A must read for anyone who teaches, works with or wishes to support girls (from tots to teens) in our society and for every parent of a daughter who wants to give her child a legacy of meaningful possibilities instead of a prepackaged world of inhibiting stereotypes."
-William S. Pollack, Ph.D., author of Real Boys: Rescuing Our Sons from the Myths of Boyhood
"Packaging Girlhood is a must read for anyone who cares about the health and well-being of girls. It exposes the marketing industry's assault on pre-teens and is filled with helpful suggestions for beleaguered parents."
-Susan Linn, Ed. D., Associate Director of the Media Center at Judge Baker Children's Center and Instructor in Psychiatry, Harvard Medical School
"Parents constantly complain that they have only a small shovel to
hold back the avalanche of products and messages that erode children's
resilience and sap their self-esteem. Now they have this book.

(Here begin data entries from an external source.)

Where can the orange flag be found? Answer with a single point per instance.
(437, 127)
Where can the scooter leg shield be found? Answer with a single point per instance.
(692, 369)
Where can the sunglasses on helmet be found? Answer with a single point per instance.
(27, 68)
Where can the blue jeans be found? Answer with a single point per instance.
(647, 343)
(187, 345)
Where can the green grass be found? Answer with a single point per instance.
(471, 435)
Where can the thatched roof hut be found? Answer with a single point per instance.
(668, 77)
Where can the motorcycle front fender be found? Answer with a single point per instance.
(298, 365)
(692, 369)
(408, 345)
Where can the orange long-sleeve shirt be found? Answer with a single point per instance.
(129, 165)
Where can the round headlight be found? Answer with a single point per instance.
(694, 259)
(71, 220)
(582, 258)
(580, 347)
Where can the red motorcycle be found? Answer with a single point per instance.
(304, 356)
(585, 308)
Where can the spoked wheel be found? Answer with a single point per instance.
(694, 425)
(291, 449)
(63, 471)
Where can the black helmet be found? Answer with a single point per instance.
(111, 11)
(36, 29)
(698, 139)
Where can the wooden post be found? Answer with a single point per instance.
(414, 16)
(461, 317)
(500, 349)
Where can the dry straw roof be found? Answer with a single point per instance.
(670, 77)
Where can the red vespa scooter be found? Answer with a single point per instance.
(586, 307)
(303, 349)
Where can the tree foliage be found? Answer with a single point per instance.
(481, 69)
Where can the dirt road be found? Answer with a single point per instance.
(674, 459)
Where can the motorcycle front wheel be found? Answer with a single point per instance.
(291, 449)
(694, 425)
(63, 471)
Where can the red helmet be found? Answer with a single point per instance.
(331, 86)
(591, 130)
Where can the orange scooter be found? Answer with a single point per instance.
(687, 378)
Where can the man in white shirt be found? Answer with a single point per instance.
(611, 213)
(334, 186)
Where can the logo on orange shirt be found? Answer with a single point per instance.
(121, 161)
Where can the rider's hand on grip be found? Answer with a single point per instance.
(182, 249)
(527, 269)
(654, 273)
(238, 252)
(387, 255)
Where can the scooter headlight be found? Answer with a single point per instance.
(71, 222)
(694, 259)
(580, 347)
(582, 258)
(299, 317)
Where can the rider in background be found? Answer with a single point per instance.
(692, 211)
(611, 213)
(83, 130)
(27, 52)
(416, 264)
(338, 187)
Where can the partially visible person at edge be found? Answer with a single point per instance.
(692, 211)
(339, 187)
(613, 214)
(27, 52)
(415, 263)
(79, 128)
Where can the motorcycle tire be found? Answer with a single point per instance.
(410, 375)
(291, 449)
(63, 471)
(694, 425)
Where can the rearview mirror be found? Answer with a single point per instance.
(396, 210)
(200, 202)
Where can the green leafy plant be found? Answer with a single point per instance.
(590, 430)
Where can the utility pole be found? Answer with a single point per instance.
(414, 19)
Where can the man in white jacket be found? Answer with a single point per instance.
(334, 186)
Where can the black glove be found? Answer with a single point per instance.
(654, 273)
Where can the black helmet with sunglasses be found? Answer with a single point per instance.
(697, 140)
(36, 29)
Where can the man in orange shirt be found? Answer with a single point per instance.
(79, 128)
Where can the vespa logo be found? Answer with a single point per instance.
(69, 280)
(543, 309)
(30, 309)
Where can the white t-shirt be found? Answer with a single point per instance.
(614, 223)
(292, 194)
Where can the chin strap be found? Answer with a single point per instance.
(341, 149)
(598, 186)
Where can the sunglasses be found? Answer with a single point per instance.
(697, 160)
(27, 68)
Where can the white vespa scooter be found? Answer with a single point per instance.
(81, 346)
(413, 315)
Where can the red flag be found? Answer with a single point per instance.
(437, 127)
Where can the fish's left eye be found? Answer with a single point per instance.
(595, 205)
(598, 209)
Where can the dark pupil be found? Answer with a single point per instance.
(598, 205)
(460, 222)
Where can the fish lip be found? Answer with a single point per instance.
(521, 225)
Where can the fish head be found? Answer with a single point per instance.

Sharon
Lamb and Lyn Mikel Brown's sharp analysis and patiently pragmatic advice
is just what we need to sustain our daughters' quests for healthy
-Michael Kimmel, Ph.D., author of Manhood in America and Professor of Sociology at SUNY-Stony-Brook
Starred Publisher's Weekly Review (below)
Rescuing Our Daughters from Marketers' Schemes
Lamb, Sharon (Author)
Brown, Lyn Mikel (Author)
St. Martin's Press
Hardcover, $24.95 (336p)
Family & Relationships | Parenting - Child Rearing; Social Science | Media Studies; Social Science | Children's Studies
That girls are overwhelmed by images of princesses, demure femininity and pink, pink, pink is no surprise. What is shocking, as Lamb (The Secret Lives of Girls ) and Brown (Meeting at the Crossroads ) so astutely demonstrate, is the downright bombardment girls receive, coming from all forms of media. Lamb and Brown, both psychologists, came to harsh conclusions after they surveyed girls; sat through hours of Rugrats and Kim Possible television programming; scoured stores such as Hot Topic and Claire's; watched Hilary Duff movies; listened to Eminem and Beyoncé; visited MySpace.com; and read Caldecott books. The idea of "girl power was snapped up by the media," and "what it sells is an image of being empowered," argue the authors. Girls are offered two choices by the marketers: they are "either for the boys or one of the boys." Even rebellion is being packaged, "the resistance, that edginess and irreverence that once gave girls a pathway out of the magic kingdom." The book is incredibly readable and rises above others in the genre by giving parents concrete tools to help battle stereotypes. Lamb and Brown include lists of books and movies with positive role models and talking points to help your daughter recognize how she is being manipulated. The authors aren't trying to deny anyone princesses or pink; they just want girls to be knowledgeable enough to choose what will truly interest them.(Sept.)